String to Binary to String
The most ridiculous thing
Here’s the problem, we just upgraded all of our internal applications (15!) to Ruby 2.2.2 from Ruby 2.0.0-p645.
Aaaaaaaaaaaaand something changed of course. Something in the way that strings are encoded.
We use wkhtmltopdf and pdftk in order to create PDFs and fill them out with customer information (pre-filling in the form with relevant info to save our users some time, things like their name in the name field, etc.)
Well if you’ve ever worked with PDFs and Ruby before, you know that this is a giant pain in the ass. When you have HTML that you want to convert to PDF, you’re basically taking the entirety of the HTML, converting it to one massive string, and then rendering the PDF from this string. There are other ways to do it of course, but for the sake of this post let’s just agree that’s what is happening here under the covers.
So in Ruby 2.0.0-p645 we can force encoding globally, and it was forced to something like ASCII_8BIT. Upgrading to Ruby 2.2.2, all of our PDFs started rendering blank. No error message, no tip off that there was corruption of any kind anywhere. Silent failures are the things I see in my nightmares.
So I start digging around in the code and come upon an old comment:
# FIXME: hack to convert ActionView::OutputBuffer to String to make HTTP client process it correctly.
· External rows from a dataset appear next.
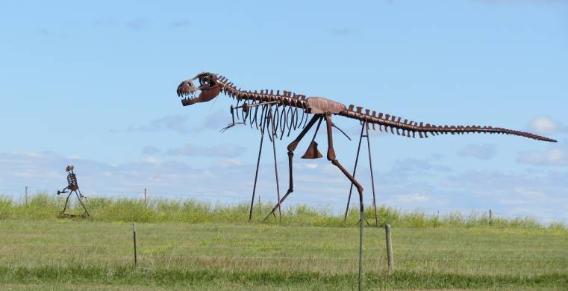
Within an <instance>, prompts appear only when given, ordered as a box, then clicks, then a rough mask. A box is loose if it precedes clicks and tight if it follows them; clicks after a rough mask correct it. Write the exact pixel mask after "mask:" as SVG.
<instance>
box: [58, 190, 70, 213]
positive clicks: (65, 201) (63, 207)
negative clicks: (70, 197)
mask: <svg viewBox="0 0 568 291" xmlns="http://www.w3.org/2000/svg"><path fill="white" fill-rule="evenodd" d="M72 194H73V191H71V192H69V194H68V195H67V199H65V205H64V206H63V210H61V214H65V210H67V204H69V198H70V197H71V195H72Z"/></svg>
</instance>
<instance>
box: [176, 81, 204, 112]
mask: <svg viewBox="0 0 568 291" xmlns="http://www.w3.org/2000/svg"><path fill="white" fill-rule="evenodd" d="M196 92H197V89H196V88H195V86H194V85H193V83H192V82H191V80H185V81H182V82H181V83H180V84H179V86H178V88H177V95H178V96H179V97H180V98H181V104H182V105H183V106H188V105H192V104H195V103H197V102H199V100H198V97H196V95H197V94H196Z"/></svg>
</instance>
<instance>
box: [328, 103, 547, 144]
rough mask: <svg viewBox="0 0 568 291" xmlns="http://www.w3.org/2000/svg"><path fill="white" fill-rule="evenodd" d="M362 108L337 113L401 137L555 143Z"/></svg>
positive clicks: (540, 137) (505, 132) (485, 126)
mask: <svg viewBox="0 0 568 291" xmlns="http://www.w3.org/2000/svg"><path fill="white" fill-rule="evenodd" d="M362 109H363V108H362V107H356V108H355V106H354V105H349V108H347V110H345V111H343V112H341V113H339V115H341V116H345V117H349V118H352V119H357V120H359V121H361V122H366V123H368V124H371V125H372V126H373V129H375V125H377V126H378V129H379V130H380V131H385V132H389V130H390V132H391V133H392V134H396V135H402V136H406V137H413V138H415V137H416V135H417V134H418V137H420V138H427V137H428V134H431V135H439V134H466V133H467V134H468V133H489V134H505V135H516V136H521V137H526V138H530V139H535V140H540V141H547V142H557V141H556V140H554V139H550V138H547V137H543V136H540V135H536V134H532V133H529V132H524V131H518V130H512V129H507V128H500V127H492V126H477V125H466V126H463V125H451V126H449V125H432V124H429V123H426V124H425V123H423V122H420V123H418V122H415V121H410V120H407V119H404V120H403V119H402V118H401V117H397V116H394V115H389V114H383V113H377V112H375V111H373V112H372V113H371V112H370V110H369V109H365V112H363V110H362Z"/></svg>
Cool. Thanks. You put in a hack back in 2013, left the company, didn’t tell anyone about it, and BOOM - time bomb for the next dev.
Here is the hack:
string_data = ('' + data).to_s
…
Adding that leading empty string before the data stream and then stringifying the entire thing apparently avoided an invalid sequence error for UTF-8 encoding (why everything wasn’t in UTF-8 from the beginning is beyond me… We aren’t dealing with anything that shouldn’t just be the most generic encoding available).
I’m going to cut straight to the end and show you what we had to do in order to get these PDFs to render properly once again.
From the service that sends the encoded data to the system that stores that data on disk as a PDF:
string_data = ('' + data).to_s.unpack('C*')
response = connection.post(documents_url, params.merge(:file => string_data))
Here we have to call unpack on the stringified data to convert it to binary. There is a great blog post on using pack and unpack that you can read for the dirty details.
When we get to the other service that receives the binary stream, we had to write:
content = content.respond_to?(:pack) ? content.map(&:to_i).pack('C*') : content.to_s
It’s very likely that content will always need to be packed from now on. However, just in case anyone is using the old way of “writing” to this service (this code exists inside the ‘write’ method as a generic endpoint for other services) we’re going to preserve the old way of doing things (which was much simpler if you ask me).